Em silêncio, a professora Gelsa Arisi, 61 anos, ingressa pela porta principal do prédio de 50 metros quadrados, localizado na praça central de Ametista do Sul, no Extremo Norte do Estado. De olhos fechados, em um canto do estabelecimento, Gelsa põe as mãos sobre a parede e mantém-se imóvel por quase um minuto. O ritual se repete nas outras três extremidades. A cada parada, ela permanece concentrada. Uma música celta instrumental é o único som no ambiente. Durante as orações, o marido de Gelsa, Leonardo Arisi, 66, a filha, Liliane, 38, o genro, Fabiano de Oliveira, 43, e a neta, Letícia, 11, circulam silenciosamente no sentido contrário ao da matriarca. No fim do ritual, a professora convida a família para sentar-se ao redor dela na borda da abertura em formato quadrado, feita exatamente no meio da construção. A espécie de caixa contendo minerais recolhidos no próprio município é usada por quem deseja repousar os pés, descalços ou não, antes de finalizar a visita. Ali, sentados sob a luz da lua cheia, que ajuda a iluminar ainda mais o grande salão através do teto de vidro, os Arisi ficam por alguns minutos contemplando as estrelas.
É a segunda vez neste ano que a família, que é de Nova Prata, viaja quase 400 quilômetros para renovar as energias dentro do principal cartão-postal de Ametista do Sul: a pirâmide esotérica, cujas paredes internas são cobertas pelo mineral que dá nome ao município de 7,5 mil habitantes.
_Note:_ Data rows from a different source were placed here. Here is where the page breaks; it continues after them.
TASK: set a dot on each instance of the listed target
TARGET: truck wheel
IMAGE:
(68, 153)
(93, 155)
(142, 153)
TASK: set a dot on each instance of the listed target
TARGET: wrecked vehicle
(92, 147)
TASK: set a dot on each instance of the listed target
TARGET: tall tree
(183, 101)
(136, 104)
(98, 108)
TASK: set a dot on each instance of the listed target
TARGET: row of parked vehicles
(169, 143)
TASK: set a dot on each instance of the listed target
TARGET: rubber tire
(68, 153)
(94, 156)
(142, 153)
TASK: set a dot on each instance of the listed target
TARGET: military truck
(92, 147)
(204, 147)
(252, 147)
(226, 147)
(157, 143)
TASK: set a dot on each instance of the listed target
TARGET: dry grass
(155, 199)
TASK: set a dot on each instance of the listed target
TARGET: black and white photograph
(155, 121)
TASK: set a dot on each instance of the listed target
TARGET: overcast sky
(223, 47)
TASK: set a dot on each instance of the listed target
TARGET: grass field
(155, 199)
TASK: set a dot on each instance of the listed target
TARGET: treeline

— Venho me renovar. Acredito na energia positiva deste lugar. Quando saio, me sinto melhor. Pronta para seguir a viagem — garante Gelsa.
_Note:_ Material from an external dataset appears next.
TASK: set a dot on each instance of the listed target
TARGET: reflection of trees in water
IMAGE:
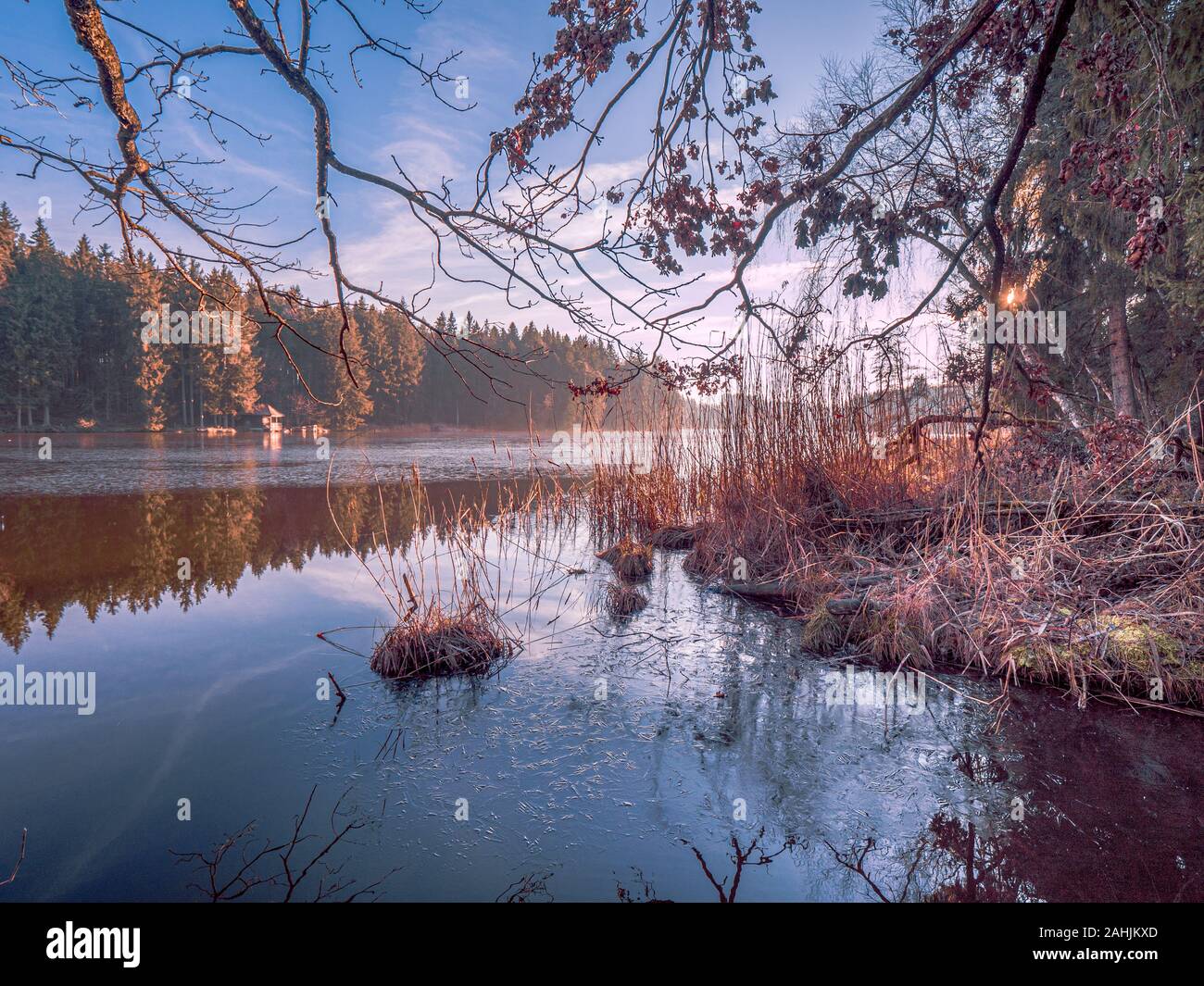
(113, 553)
(950, 862)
— É um ambiente místico, que nos ajuda com boas energias — complementa Leonardo.
Há muitos que, como os Arisi, vão à Ametista do Sul por se identificarem com o que definem como o “poder das pedras”. Diariamente, chegam turistas buscando “renovação para a alma”. Muitos vêm de Santa Catarina, Paraná e São Paulo. Primeira obra construída no município com a intenção de reforçar o turismo místico na região, a pirâmide foi erguida pela prefeitura há 20 anos. Na época, um grupo de esotéricos de Santa Maria foi convidado a orientar a edificação na melhor posição com relação ao sol. Cada extremidade da pirâmide tem um significado: a terra representa profundidade, o fogo significa a verdade, a água é o silêncio, e o ar, a inteligência. Por isso, o visitante é convidado a tocar os quatro cantos. Ao final, pode-se selecionar e levar um dos minerais que estão dentro de uma caixa. A ideia é que a pequena pedra energizada pelo visitante sirva de amuleto para quem a escolheu.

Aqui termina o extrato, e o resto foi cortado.